Bruder Martan war untersetzt und hatte ein pausbäckiges Gesicht. Er stand schon im vorgerückten Alter und lächelte beständig.
»Deus tecum. Du bist willkommen, Fremder. Ich höre, du bist mit dem Segen Dalbachs gekommen.«
»Er sagte mir, in deinem Hause könnte ich für eine Nacht Schutz vor den Elementen finden.«
»Da sagte Dalbach die Wahrheit. Kommst du von weither?

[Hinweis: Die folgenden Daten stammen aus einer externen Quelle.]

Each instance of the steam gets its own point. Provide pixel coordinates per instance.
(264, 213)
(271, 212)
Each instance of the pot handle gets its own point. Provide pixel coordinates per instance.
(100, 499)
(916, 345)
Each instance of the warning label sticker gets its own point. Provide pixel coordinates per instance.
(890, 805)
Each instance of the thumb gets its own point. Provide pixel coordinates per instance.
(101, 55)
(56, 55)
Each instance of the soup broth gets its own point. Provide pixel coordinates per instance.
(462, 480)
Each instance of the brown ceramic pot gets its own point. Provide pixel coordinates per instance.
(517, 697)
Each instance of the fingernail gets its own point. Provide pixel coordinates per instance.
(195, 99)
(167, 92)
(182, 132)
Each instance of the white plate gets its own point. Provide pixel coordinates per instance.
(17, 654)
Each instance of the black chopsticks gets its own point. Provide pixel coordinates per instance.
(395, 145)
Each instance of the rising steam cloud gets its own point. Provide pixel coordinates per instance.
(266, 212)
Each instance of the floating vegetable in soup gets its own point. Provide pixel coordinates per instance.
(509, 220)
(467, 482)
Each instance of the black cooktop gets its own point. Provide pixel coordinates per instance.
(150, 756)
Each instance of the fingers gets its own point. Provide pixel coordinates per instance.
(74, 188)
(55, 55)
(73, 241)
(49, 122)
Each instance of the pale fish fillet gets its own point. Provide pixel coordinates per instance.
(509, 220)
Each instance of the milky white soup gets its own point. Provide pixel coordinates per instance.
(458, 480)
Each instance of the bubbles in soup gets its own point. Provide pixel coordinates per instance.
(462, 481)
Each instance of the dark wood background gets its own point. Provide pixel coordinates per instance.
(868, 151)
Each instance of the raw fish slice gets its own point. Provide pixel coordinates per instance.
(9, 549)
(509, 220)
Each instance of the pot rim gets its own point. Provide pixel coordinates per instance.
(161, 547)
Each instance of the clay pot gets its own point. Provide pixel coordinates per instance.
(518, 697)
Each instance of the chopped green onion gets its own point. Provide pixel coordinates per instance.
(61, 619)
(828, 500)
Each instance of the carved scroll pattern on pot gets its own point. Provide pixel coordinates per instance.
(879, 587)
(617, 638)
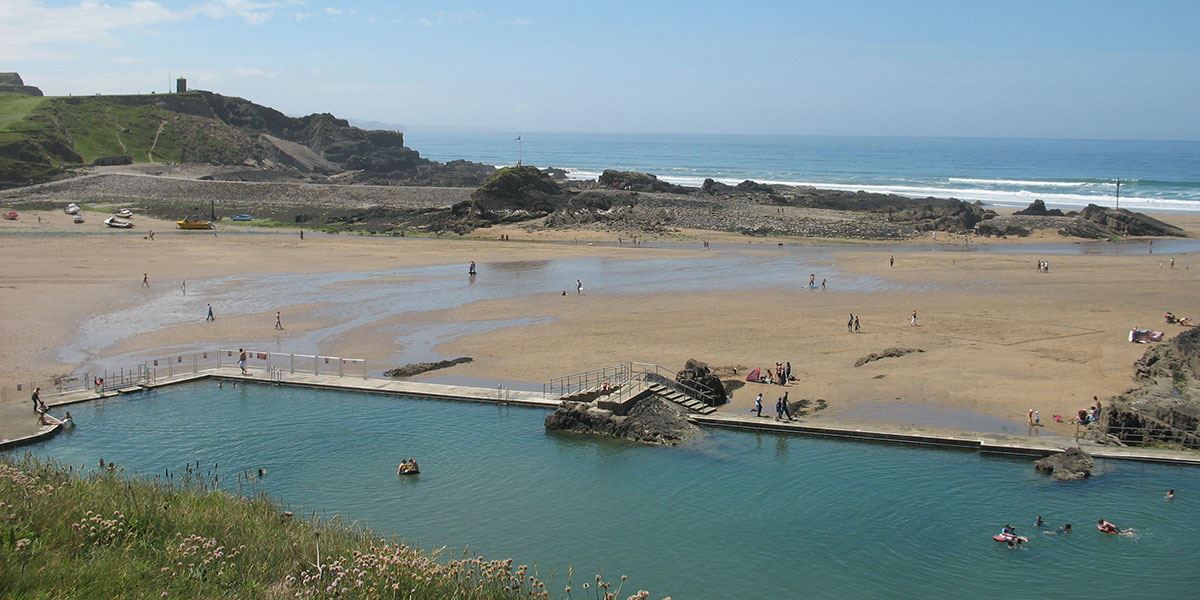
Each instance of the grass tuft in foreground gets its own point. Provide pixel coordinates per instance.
(69, 534)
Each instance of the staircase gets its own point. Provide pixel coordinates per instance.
(683, 400)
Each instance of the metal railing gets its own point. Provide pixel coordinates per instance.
(624, 382)
(617, 377)
(286, 363)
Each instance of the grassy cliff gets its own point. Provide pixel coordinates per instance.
(101, 535)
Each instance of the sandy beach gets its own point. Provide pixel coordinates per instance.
(999, 337)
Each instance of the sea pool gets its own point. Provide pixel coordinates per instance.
(732, 515)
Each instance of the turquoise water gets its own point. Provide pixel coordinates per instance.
(1005, 172)
(733, 515)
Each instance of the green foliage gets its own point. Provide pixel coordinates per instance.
(515, 181)
(101, 535)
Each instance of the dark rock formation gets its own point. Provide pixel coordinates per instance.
(697, 375)
(1067, 466)
(1098, 222)
(637, 183)
(1038, 209)
(414, 369)
(1165, 406)
(651, 420)
(886, 354)
(509, 195)
(11, 83)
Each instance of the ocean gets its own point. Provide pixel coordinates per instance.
(1065, 173)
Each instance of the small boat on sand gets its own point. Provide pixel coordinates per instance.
(193, 223)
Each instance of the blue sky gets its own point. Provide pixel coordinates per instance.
(972, 69)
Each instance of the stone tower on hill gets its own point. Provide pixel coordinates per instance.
(11, 83)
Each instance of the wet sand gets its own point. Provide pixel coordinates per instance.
(999, 337)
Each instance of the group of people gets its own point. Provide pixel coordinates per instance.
(783, 411)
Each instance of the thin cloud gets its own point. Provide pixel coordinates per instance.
(34, 29)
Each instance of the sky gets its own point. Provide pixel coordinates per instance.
(1107, 70)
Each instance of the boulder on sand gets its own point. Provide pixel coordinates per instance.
(651, 420)
(1067, 466)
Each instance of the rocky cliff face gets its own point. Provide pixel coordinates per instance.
(11, 83)
(1165, 407)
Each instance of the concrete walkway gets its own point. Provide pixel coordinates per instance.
(18, 423)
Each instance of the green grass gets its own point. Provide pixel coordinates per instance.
(102, 535)
(16, 107)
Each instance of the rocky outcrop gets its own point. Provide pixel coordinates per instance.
(697, 375)
(11, 83)
(891, 353)
(1101, 222)
(1038, 209)
(651, 420)
(1067, 466)
(415, 369)
(637, 183)
(1165, 406)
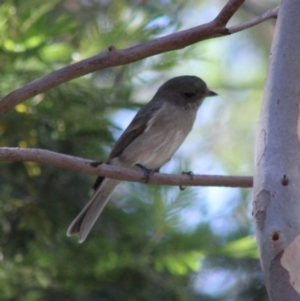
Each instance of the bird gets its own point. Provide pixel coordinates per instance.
(149, 141)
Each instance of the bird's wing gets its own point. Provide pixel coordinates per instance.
(137, 126)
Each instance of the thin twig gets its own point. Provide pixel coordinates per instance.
(42, 156)
(271, 13)
(116, 57)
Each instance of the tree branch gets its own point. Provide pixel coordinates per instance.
(92, 167)
(115, 57)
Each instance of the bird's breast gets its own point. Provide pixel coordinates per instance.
(163, 135)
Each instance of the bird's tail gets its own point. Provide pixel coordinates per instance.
(85, 220)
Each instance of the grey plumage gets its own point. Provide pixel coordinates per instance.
(151, 139)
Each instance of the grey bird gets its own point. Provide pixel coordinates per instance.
(150, 140)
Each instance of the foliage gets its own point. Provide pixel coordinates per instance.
(141, 249)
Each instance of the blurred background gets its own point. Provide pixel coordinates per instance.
(151, 243)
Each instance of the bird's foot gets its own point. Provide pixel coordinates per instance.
(191, 174)
(147, 172)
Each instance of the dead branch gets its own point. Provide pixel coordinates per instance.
(42, 156)
(116, 57)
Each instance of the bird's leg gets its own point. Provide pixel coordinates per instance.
(190, 173)
(147, 172)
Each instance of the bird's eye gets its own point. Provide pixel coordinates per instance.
(189, 94)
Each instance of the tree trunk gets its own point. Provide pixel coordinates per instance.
(276, 204)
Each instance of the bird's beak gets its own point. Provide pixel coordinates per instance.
(211, 93)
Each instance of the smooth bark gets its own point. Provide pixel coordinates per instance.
(276, 204)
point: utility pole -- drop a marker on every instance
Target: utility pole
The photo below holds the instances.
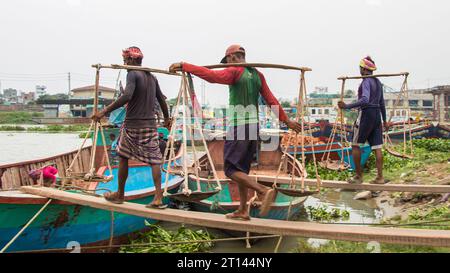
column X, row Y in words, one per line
column 68, row 74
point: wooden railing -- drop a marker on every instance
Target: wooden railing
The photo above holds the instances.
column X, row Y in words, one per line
column 12, row 176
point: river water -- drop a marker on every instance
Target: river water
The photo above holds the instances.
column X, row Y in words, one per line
column 19, row 146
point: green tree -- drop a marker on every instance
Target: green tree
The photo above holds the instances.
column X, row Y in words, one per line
column 349, row 93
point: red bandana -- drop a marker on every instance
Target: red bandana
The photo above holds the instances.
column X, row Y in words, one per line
column 132, row 52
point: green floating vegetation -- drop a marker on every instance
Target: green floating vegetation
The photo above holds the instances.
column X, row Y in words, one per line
column 334, row 246
column 426, row 152
column 164, row 239
column 327, row 174
column 18, row 117
column 435, row 213
column 49, row 128
column 12, row 128
column 323, row 213
column 433, row 144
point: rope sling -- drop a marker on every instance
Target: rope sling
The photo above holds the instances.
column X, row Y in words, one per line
column 340, row 164
column 287, row 160
column 408, row 150
column 187, row 194
column 91, row 176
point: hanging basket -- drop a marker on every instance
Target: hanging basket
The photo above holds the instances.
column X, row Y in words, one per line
column 295, row 192
column 334, row 165
column 193, row 196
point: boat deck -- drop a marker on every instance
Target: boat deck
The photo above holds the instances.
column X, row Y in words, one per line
column 440, row 238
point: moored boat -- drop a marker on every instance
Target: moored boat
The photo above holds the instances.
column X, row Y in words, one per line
column 227, row 200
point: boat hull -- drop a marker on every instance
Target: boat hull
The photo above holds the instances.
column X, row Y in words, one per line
column 227, row 200
column 336, row 153
column 62, row 223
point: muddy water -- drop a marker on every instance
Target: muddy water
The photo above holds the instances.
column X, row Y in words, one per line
column 364, row 212
column 16, row 147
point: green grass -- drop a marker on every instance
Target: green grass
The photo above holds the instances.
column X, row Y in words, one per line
column 49, row 128
column 157, row 234
column 334, row 246
column 18, row 117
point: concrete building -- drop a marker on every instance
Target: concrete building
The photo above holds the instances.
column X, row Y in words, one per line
column 25, row 98
column 441, row 99
column 420, row 102
column 10, row 95
column 87, row 92
column 40, row 90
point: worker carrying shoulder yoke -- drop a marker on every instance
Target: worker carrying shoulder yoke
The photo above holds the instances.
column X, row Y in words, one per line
column 245, row 86
column 138, row 138
column 368, row 126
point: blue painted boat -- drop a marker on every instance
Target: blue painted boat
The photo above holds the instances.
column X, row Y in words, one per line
column 228, row 199
column 63, row 223
column 335, row 153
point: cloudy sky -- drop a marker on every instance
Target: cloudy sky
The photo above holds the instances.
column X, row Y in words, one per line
column 41, row 41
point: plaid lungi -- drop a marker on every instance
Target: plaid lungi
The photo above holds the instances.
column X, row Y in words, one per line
column 140, row 144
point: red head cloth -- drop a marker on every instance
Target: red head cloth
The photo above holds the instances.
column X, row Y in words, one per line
column 368, row 64
column 132, row 52
column 230, row 50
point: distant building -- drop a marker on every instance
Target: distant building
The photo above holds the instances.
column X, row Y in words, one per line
column 26, row 98
column 420, row 102
column 41, row 90
column 87, row 92
column 441, row 99
column 317, row 113
column 10, row 95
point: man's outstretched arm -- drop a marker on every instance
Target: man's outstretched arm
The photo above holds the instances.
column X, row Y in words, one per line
column 275, row 105
column 227, row 76
column 122, row 100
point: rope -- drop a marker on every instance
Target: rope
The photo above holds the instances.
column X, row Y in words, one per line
column 111, row 234
column 402, row 94
column 25, row 227
column 154, row 244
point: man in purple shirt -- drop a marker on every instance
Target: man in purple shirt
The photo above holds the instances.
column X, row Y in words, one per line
column 368, row 126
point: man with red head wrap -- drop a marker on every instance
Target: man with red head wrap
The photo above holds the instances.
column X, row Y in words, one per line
column 138, row 138
column 368, row 126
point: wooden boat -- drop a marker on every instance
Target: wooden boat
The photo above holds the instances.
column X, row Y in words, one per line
column 418, row 131
column 63, row 223
column 227, row 200
column 443, row 131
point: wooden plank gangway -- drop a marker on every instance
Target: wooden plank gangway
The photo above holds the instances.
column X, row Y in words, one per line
column 438, row 238
column 365, row 186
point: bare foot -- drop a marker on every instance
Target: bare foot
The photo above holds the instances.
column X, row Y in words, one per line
column 269, row 198
column 114, row 197
column 378, row 180
column 355, row 180
column 157, row 204
column 238, row 215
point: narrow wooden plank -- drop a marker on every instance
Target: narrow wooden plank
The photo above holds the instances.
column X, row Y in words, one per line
column 16, row 179
column 439, row 238
column 365, row 186
column 374, row 76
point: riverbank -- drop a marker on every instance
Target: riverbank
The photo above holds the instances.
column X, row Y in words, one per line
column 430, row 166
column 44, row 128
column 19, row 117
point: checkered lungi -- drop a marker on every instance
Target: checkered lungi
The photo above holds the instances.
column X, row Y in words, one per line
column 140, row 144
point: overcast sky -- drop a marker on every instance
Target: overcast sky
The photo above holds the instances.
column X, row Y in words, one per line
column 41, row 41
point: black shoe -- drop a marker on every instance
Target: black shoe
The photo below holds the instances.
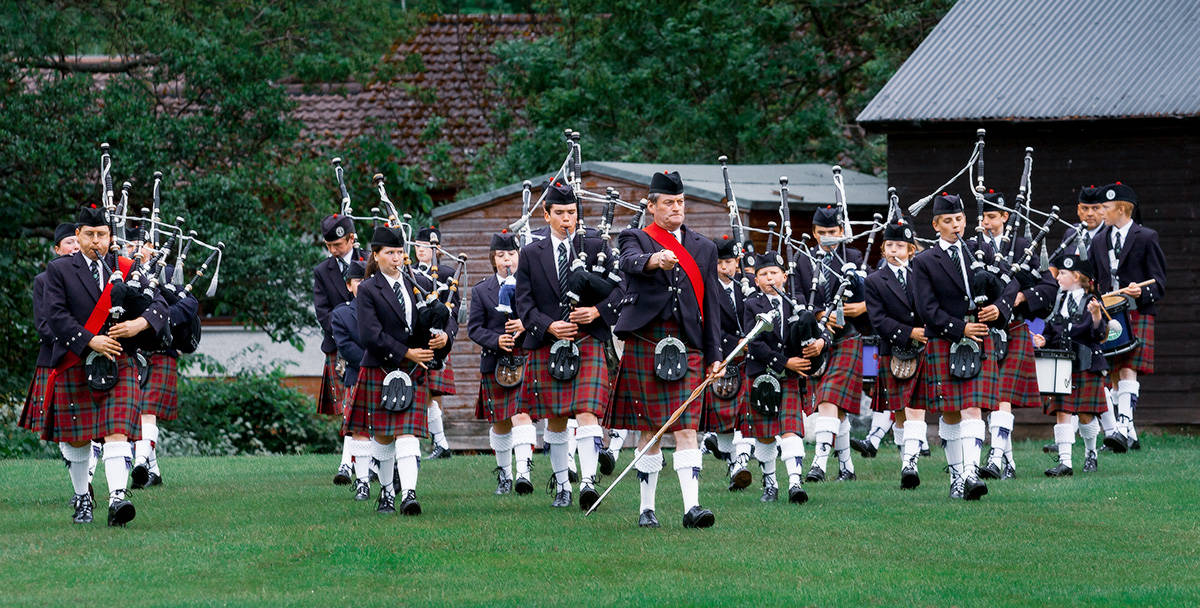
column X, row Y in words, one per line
column 1117, row 443
column 409, row 506
column 522, row 486
column 647, row 519
column 1060, row 470
column 797, row 495
column 973, row 488
column 699, row 517
column 1091, row 463
column 120, row 512
column 139, row 476
column 607, row 462
column 387, row 503
column 864, row 447
column 83, row 505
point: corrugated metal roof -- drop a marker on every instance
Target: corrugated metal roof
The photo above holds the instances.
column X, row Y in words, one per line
column 1050, row 60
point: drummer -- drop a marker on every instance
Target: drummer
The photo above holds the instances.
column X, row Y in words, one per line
column 1127, row 253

Deine Sprache ist die eines Ausländers.«
Der Alte hielt inne, denn Eadulf hatte inzwischen automatisch den Hut abgenommen.
»Du trägst die Tonsur des heiligen Petrus. Gehörst du zum Glauben?«
»Ich bin ein angelsächsischer Bruder«, gestand Eadulf.
»Und du bist mit deinen Kindern unterwegs?«
Eadulf schüttelte den Kopf, und ohne auf seinen eigenen Hintergrund einzugehen, erläuterte er, wie er die Mädchen gefunden hatte.
»Ach ja, solche Tragödien sind nicht ungewöhnlich«, seufzte Bruder Martan traurig, als Eadulf geendet hatte. »Ich habe schon von solch schlimmem Handel mit Menschenfleisch gehört. Und du sagst, der Name Ga-bran wurde bei diesem bösen Unternehmen genannt? Der Mann ist bei unseren Brüdern in Fearna bekannt. Er treibt Handel den Fluß entlang.«
»Ich mache mich morgen in aller Frühe auf den Weg nach Fearna.«
»Und die beiden Mädchen?«
»Könnte ich sie bei dir in sicherer Verwahrung lassen?«
Bruder Martan stimmte zu. »Sie können hier so lange bleiben wie nötig. Vielleicht können sie ein neues Leben in einer familiären Klostergemeinschaft beginnen, nachdem ihre eigenen Familien sie ausgestoßen haben. Der Glaube braucht immer Novizinnen.«
»Das müssen sie selbst entscheiden. Im Augenblick haben sie schlimme Erfahrungen gemacht. Verraten werden ist eine Sache, aber von den eigenen Eltern verraten werden ...« Er erschauerte leicht.
»Komm, Bruder.« Bruder Martan erhob sich. »Ich habe dich lange genug vom Essen und vom Glühwein abgehalten. Danach mußt du dich ausruhen. Du siehst völlig erschöpft aus.«
»Das bin ich auch«, gab Eadulf zu. »Ich hätte beinahe den falschen Pfad genommen, als wir aus dem Wald herauskamen. Hätte ich mich anders entschieden und wären wir noch länger am Berg herumgewandert, weiß ich nicht, ob ich noch lange hätte wach bleiben können.«
Bruder Martan sah ihn erstaunt an. »Hast du nicht unsere Laterne gesehen, die immer vor dem Tor unseres Klosters brennt?«
»O ja«, erwiderte Eadulf. »Aber ich dachte erst, das andere Licht wäre euer Zeichen.«
»Das andere Licht?« fragte Bruder Martan und lächelte dann, als er begriff. »Ach so! Weiter unten am Berg, ein paar Kilometer von hier, steht eine Jagdhütte des Königs. Wenn er oder seine Jäger dort übernachten, sieht man oft Feuer und Lichter. Sicher ist jetzt Fianamail oder jemand aus seiner Familie dort untergekommen.«
Eadulf stöhne beinahe laut auf vor Erleichterung. Hätte er sich falsch entschieden, wäre dieser Tag anders für ihn ausgegangen. In mehr als einer Hinsicht dankbar, folgte er dem freundlichen Vorsteher in den Speisesaal des Klosters.